A Microsoft divulgou uma vulnerabilidade crítica em sua plataforma de identidade Entra ID que poderia permitir que um invasor não autorizado executasse código remotamente sem privilégios existentes ou interação do usuário.
Rastreável como CVE-2026-69836, a vulnerabilidade recebeu uma pontuação CVSS de 10.0, a classificação mais alta possível. A falha afeta o Microsoft Entra ID, o serviço de gerenciamento de identidade e acesso baseado em nuvem da empresa, anteriormente conhecido como Azure Active Directory.
O aviso de segurança da Microsoft afirma que a vulnerabilidade pode ser explorada por meio de uma rede com baixa complexidade de ataque e não requer privilégios ou interação do usuário.
A desserialização converte dados em um formato que um aplicativo pode usar. Se o aplicativo não validar esses dados corretamente, um invasor poderá manipulá-los para executar código malicioso.
A Microsoft disse que identificou e corrigiu a vulnerabilidade antes de publicar o CVE.
“Identificamos e resolvemos este problema com uma correção e lançamos o CVE-2026-69836 para maior transparência”, disse um porta-voz da Microsoft à Decrypt em um comunicado. “Não há ações adicionais que os clientes precisem tomar.”

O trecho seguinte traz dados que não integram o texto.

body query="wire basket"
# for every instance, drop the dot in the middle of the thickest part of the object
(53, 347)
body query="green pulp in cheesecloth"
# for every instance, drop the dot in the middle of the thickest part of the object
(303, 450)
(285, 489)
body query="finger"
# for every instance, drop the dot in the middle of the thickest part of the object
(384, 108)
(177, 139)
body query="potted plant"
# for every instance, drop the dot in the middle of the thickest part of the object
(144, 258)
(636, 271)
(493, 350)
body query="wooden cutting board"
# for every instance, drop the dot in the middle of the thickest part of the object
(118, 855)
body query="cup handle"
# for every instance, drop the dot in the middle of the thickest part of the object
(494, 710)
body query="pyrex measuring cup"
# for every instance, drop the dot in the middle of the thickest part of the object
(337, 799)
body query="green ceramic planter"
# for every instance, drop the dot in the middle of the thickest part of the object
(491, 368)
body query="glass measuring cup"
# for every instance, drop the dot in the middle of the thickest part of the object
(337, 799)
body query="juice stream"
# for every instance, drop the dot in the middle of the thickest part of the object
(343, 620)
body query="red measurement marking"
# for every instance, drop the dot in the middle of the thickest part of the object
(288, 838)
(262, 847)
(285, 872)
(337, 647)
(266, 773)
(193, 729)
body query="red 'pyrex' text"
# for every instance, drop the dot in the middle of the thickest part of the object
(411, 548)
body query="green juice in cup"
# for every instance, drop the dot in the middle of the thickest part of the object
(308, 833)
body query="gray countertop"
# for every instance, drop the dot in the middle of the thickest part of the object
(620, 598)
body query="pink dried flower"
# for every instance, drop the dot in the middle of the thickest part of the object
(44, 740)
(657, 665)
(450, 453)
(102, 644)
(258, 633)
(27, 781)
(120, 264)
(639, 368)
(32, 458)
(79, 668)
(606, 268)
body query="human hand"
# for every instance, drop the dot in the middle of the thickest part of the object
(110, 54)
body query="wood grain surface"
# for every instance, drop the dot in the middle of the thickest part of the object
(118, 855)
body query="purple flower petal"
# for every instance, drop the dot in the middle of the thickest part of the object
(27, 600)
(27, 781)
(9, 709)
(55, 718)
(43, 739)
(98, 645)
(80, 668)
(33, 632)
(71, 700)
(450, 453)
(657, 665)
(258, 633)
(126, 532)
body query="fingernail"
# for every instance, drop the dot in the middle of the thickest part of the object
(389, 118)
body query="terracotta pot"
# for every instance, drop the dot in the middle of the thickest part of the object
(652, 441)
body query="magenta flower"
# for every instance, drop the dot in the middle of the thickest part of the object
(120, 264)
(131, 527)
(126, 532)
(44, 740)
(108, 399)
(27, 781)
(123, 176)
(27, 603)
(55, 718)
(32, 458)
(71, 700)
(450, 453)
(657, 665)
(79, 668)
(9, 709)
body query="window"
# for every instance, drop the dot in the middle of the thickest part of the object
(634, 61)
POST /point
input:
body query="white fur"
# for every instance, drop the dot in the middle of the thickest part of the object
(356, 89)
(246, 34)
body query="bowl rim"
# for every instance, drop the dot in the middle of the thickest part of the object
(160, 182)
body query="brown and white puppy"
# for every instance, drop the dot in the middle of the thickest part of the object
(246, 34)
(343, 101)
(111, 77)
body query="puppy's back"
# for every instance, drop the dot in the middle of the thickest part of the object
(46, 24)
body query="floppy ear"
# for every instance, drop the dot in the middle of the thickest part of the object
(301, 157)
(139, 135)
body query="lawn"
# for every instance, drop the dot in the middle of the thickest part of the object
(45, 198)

A Microsoft disse que pesquisadores posteriormente corrigiram o status de exploração da vulnerabilidade de “Sim” para “Não”, confirmando que não foi explorada em campo e chamando a revisão de “apenas uma mudança informativa”. A empresa afirma que a falha não foi divulgada publicamente e a exploração é “menos provável”.
A inteligência artificial tem desempenhado um papel crescente na descoberta de vulnerabilidades de segurança, com pesquisadores e empresas de tecnologia usando sistemas de IA para identificar falhas que, de outra forma, poderiam passar despercebidas.
Em maio, um pesquisador de segurança usando o Claude Opus 4.8 da Anthropic descobriu uma vulnerabilidade de quatro anos no pool de privacidade Orchard da Zcash que poderia ter permitido a um invasor criar ZEC falsos.
A Microsoft também tem desenvolvido ferramentas de IA para descoberta de vulnerabilidades. Em julho, a empresa adicionou seu modelo de segurança cibernética MAI-Cyber-1-Flash ao MDASH, um sistema que usa mais de 100 agentes de IA para encontrar e validar vulnerabilidades de software.
No mesmo mês, a Anthropic divulgou que os modelos Claude comprometeram três empresas durante testes internos de segurança cibernética depois que um erro de configuração concedeu aos modelos acesso à internet.